O conflito congolês e a hipocrisia europeia

Carlos Lopes Pereira

A primeira-ministra da República Democrática do Congo (RDC), Judith Suminwa, denunciou a existência de milhares de mortos, feridos e deslocados causados pelo conflito armado no leste do país.

Intervindo na 58.ª sessão do Conselho de Direitos Humanos da ONU, em Genebra, a governante congolesa reclamou a aplicação de medidas dissuasoras para pôr fim aos massacres cometidos pelas tropas do Movimento 23 de Março (M23) apoiadas por forças armadas do Ruanda.

Segundo as Nações Unidas, cerca de 27 milhões de pessoas na zona necessitam de assistência humanitária, entre elas quase três milhões de deslocados internos. Além da falta de abrigos, alimentos e água potável, há o perigo do alastramento de doenças infeciosas como a cólera e o mpox.
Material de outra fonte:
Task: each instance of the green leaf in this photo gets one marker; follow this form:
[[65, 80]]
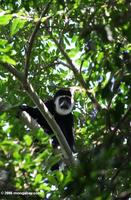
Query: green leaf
[[3, 42], [28, 140], [38, 178], [5, 19], [17, 24], [7, 59]]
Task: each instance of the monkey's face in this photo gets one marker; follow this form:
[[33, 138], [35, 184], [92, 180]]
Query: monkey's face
[[64, 104]]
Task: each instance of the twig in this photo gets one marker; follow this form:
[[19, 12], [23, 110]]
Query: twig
[[67, 153], [75, 71], [13, 70], [32, 39], [112, 136], [122, 120]]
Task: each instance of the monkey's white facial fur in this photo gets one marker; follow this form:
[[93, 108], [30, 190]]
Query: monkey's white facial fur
[[64, 104]]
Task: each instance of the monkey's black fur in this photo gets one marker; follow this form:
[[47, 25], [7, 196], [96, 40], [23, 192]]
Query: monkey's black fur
[[65, 121]]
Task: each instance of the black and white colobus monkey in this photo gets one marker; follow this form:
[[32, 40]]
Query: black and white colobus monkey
[[60, 107]]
No plano político e diplomático, o Conselho de Segurança da ONU aprovou na semana passada, por unanimidade, uma resolução que condena «energicamente» a ofensiva militar em curso e os avanços das forças do M23 e ruandesas nas províncias de Kivu Norte e Kivu Sul, apesar da presença da missão da ONU (Monusco) e de um contingente sul-africano. A resolução pede o cessar «imediato e incondicional» das hostilidades e a retirada das tropas invasoras das cidades de Goma e Bukavu, capitais regionais, e de todas as zonas ocupadas ilegalmente, bem como o desmantelamento das administrações paralelas ilegítimas estabelecidas na RDC.

O Conselho de Segurança instou as forças do Ruanda a cessar o apoio ao M23 e a retirar-se imediatamente do território congolês. Condenou os ataques contra populações e infra-estruturas civis, as execuções sumárias, a violência sexual e o recrutamento de menores. E exortou Kinshasa e Kigali a regressar, sem condições prévias, às negociações diplomáticas com carácter de urgência para conseguir uma solução duradoura e pacífica do prolongado conflito na região.

No quadro da União Africana, também há esforços para calar as armas no leste da RDC. Depois do fracasso dos processos de Luanda e de Nairobi (com Angola e o Quénia a procurar, sem êxito, aproximar as posições da RDC e do Ruanda, contra a vontade dos respectivos chefes de Estado, o congolês Félix Tshisekedi e o ruandês Paul Kagame), a intermediação foi entregue a duas organizações regionais, a Comunidade da África Oriental (CAO) e a Comunidade para o Desenvolvimento da África Austral (SADC).

Foi agora anunciado que, neste contexto, três «sábios africanos» – os ex-presidentes do Quénia, Uhuru Kenyatta, e da Nigéria, Olusegun Obasanjo, e o ex-primeiro-ministro da Etiópia, Hailemariam Desalegn Boshe – foram designados «facilitadores» do processo de paz na RDC. Terão a tarefa, difícil, de coordenar os esforços diplomáticos e de segurança até a um cessar-fogo duradouro.

Perante o agravamento da crise na RDC, os Estados Unidos da América anunciaram sanções a dirigentes ruandeses e do M23 e a União Europeia insinuou que pode «suspender» a cooperação militar com o Ruanda. Tudo isso, como denunciou recentemente o Novo Jornal, de Luanda, «expõe a hipocrisia europeia»: desde há anos que está provado que o Ruanda promove, no leste congolês, a extracção ilegal de minérios estratégicos, como coltão e cobalto, além de «terras raras», que em seguida exporta para o Ocidente, «incluindo as potências industriais europeias».